By William Smith
Burlington Vintage & Co., owner Chelsea Stevens knows the difference between shopping and browsing.
She sees that difference in her customers’ faces. Relaxed smiles and kind words that spill from their lips. They aren’t just there to look at the antique merchandise.
As Stevens put it, they want to be with their people.
“If you want to feel what it felt like decades ago, before the Internet, shopping small brings you back there. It’s just people again, you know — the best parts of people. We don’t argue in real life like we do online,” she said.
Stevens loves people more than the various “antiques” that decorate her shop. She uses the word “antique” loosely. These days, old-fashioned stereos and record players fit the bill. The word “vintage” covers a broader swath of nostalgia — anything 20 years old or older.
“So you get people that come in here, and they find their yearbooks, and that’s always really funny. Because they’re like, ‘Oh, my gosh, I’m in a shop, and my yearbook is here,’ ” Stevens said.
Most of the items in the shop — the ones that need it — are refurbished by Stevens. She has four sons who help run a train museum in the downstairs portion of the building. Most items come from local sellers, but Stevens and her family like to stock up at auctions and estate sales.
“My 16-year-old, he just gets filthy digging through all that stuff at sales,” Stevens said.
Stevens was just like him at her age. She grew up in Argyle – a small Lee County town about 45 minutes outside of Burlington – and moved to Burlington at the age of 12. That’s when she started attending Notre Dame and met her future husband there.
“We started dating my senior year of high school,” she said.
Chelsea’s mother and local business owner, Becky Anderson, also has a passion for rehabilitation and led a capital campaign to restore the once-defunct Capitol Theater.
“When we first moved here, my mom bought a super dilapidated house. She refinished the whole house and made it beautiful. So it was kind of in my upbringing — taking the things that other people didn’t want and making them desirable again,” Stevens said.
Despite her knack for restoration, Chelsea didn’t consider it a career. She was interested in advertising coming out of high school — an interest that dampened once she started college.
“I didn’t know how good I would be at it if I’m not excited about the product that I’m supposed to advertise. So then I ended up switching to economics because I like numbers and I like business,” she said.
Chelsea held several jobs and was interested in becoming a city planner. She interned for the city, just as current parks and recreation development director Eric Tysland was starting his job for the city.
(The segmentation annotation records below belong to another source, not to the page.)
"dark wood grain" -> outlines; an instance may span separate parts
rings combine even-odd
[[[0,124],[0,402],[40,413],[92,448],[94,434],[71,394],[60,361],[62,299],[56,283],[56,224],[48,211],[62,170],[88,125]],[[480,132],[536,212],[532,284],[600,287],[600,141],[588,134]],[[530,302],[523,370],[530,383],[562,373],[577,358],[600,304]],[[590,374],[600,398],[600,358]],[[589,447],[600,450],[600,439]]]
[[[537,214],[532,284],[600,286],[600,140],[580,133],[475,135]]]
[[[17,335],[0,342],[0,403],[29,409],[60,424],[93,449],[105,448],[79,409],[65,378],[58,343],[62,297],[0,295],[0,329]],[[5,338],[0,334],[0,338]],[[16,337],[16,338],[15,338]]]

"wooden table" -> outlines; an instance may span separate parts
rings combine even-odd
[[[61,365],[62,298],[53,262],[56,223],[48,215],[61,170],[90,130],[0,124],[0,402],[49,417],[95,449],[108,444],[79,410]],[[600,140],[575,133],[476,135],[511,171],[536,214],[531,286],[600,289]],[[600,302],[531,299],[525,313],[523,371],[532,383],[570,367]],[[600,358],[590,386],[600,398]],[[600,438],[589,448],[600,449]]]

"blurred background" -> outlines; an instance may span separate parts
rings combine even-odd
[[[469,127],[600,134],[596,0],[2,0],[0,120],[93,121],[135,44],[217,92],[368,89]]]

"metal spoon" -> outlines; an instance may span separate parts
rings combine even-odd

“I learned a lot,” she said.
As life moved on and Stevens grew her family, she stumbled upon an old hobby — a hobby she could use to turn a buck.
“When my children were little, and I was looking for furniture for their room, I didn’t want to spend hundreds of dollars on a new piece of furniture that was fake wood,” Stevens said. “You could get a solid wood dresser for $5. It might need to be scrubbed, it might need painted, it might need refinished. But I had the time to do that because I could do that with the kids.”
So Stevens started flipping furniture from home and selling it on Facebook. Ironically enough, it was similar to how she operated during the pandemic. She would refurbish a piece for a customer, then have them pick it up on the sidewalk.
Stevens has long been fascinated with Burlington and has applied that focus to her shop. Many of the items have a specific Burlington connection.
The building itself has housed many businesses before, including an upholstery store and the Happy Mutant bike shop.
Stevens just happened to know the owner of the building.
“My mom owns this building, and this space opened up. So she and some friends kind of pushed me into it,” she said.
That was eight years ago. What started as an experiment has become a vital ventricle of downtown Burlington’s beating heart.
Stevens has found her people.
“I feel like small business owners are just an interesting group of people because they put all into what their interest is. I just think that’s fun,” she said.